The practice has become startlingly more frequent. In 2018, according to a University of Chicago survey, 57 percent of American adults were affected by a surprise bill for care that they thought was covered by insurance. In 2015, a similar study put the figure at one third of privately-insured Americans. In 2011, it was roughly 3 percent.
Why the increase?
It can happen when a young and relatively healthy patient, like the bicycling dentist above, opts for a high-deductible plan. These plans, often coupled with health savings accounts, have become popular in the last decade. They can work well until financial disaster strikes.
Insurers have narrowed their networks in an effort to keep premiums down. As a consequence, the number of patients who were forced out-of-network for specialty care at institutions such as children’s hospitals or cancer centers, for example, has jumped.

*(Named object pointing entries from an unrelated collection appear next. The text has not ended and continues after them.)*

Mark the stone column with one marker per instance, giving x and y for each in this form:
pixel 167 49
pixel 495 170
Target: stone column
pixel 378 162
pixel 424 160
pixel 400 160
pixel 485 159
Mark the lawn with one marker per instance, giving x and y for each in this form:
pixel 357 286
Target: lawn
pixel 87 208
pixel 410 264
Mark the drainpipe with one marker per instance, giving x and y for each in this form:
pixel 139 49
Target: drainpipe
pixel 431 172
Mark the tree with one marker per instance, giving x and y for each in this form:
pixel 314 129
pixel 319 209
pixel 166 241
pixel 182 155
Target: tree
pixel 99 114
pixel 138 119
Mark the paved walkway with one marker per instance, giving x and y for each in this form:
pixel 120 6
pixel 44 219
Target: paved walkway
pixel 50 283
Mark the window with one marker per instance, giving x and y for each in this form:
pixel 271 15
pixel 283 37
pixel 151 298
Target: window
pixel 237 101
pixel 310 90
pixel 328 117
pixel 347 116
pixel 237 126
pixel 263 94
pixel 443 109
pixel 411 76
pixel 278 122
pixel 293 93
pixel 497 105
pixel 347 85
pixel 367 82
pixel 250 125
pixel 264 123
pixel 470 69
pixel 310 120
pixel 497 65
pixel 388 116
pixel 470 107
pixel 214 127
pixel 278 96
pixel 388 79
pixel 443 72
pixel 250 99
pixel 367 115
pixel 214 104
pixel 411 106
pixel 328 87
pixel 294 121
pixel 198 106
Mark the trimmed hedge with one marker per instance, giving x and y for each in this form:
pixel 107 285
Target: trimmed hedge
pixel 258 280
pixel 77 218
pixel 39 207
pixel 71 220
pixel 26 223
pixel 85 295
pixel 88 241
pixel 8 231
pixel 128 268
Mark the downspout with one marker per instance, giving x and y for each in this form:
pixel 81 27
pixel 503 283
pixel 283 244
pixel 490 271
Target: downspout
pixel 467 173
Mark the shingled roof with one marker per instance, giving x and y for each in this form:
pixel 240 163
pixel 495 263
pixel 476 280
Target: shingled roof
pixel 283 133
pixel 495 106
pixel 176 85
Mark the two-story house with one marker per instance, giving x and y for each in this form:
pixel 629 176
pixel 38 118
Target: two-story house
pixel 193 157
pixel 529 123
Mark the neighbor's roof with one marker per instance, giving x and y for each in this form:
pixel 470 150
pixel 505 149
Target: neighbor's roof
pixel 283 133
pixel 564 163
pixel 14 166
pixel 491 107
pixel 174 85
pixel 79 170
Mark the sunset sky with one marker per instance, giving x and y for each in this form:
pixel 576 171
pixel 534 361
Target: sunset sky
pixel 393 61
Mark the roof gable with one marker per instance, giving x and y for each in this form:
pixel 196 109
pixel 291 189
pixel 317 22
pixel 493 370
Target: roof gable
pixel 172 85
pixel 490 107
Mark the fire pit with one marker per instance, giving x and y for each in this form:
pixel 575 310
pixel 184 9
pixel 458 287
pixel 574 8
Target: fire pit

Balance billing is also far more likely to occur in connection with emergency room care. Patients in immediate distress are more likely to go to the nearest facility regardless of network affiliation, and less likely to negotiate over price. These are circumstances where the usual legal niceties about a mutually understood agreement and informed financial consent really do not work.
Furthermore, many hospitals contract out for emergency room services. Two thirds of emergency rooms now hire contract doctors. Envision Healthcare Corporation, a wholly-owned subsidiary of global investment firm KKR, is the single largest player in this space, with 6 percent of the $41 billion emergency department and hospital-based physician market. “Doctor outsourcing” is now a big and very profitable business – for investors.
If the contract doctor is actually employed by an out-of-network entity, a bill for the unpaid balance will follow, regardless of the hospital’s network affiliation. This information is also not generally disclosed to a patient.
What can emergency room patients do?
Part of the remedy may ultimately be legislative or regulatory. Advocates have recommended amendments to the regulations surrounding the Affordable Care Act that would limit balance billing practices. Senators Maggie Hassan (D-NH) and Bill Cassidy (R-LA) have introduced bills that would address the issue by requiring more disclosure by medical management companies like Envision. The American College of Emergency Physicians has come up with its own proposal for Congress. In various ways, the legislative solutions try to tackle both the problem of exorbitant charges and the issue of transparency in billing.
Part of the remedy may involve changes to state laws that provide additional alternate dispute resolution mechanisms for medical bill conflicts. Texas patients, for example, may request mediation from the Texas Department of Insurance, although a massive backlog of cases is a new source of frustration.
Part of the remedy may involve class action lawsuits, like the lawsuit brought a year ago against Envision. The Florida law in question prohibited balance billing emergency room patients, whose circumstances limited their ability to choose in-network treatment.
READ MORE EMERGENCY ROOM CHARGES LEGAL NEWS
In the meantime, however, patients may still be subject to “billing shock” on top of injury, especially for emergency room care. There seems to be a growing consensus that the problem is ripe for a solution.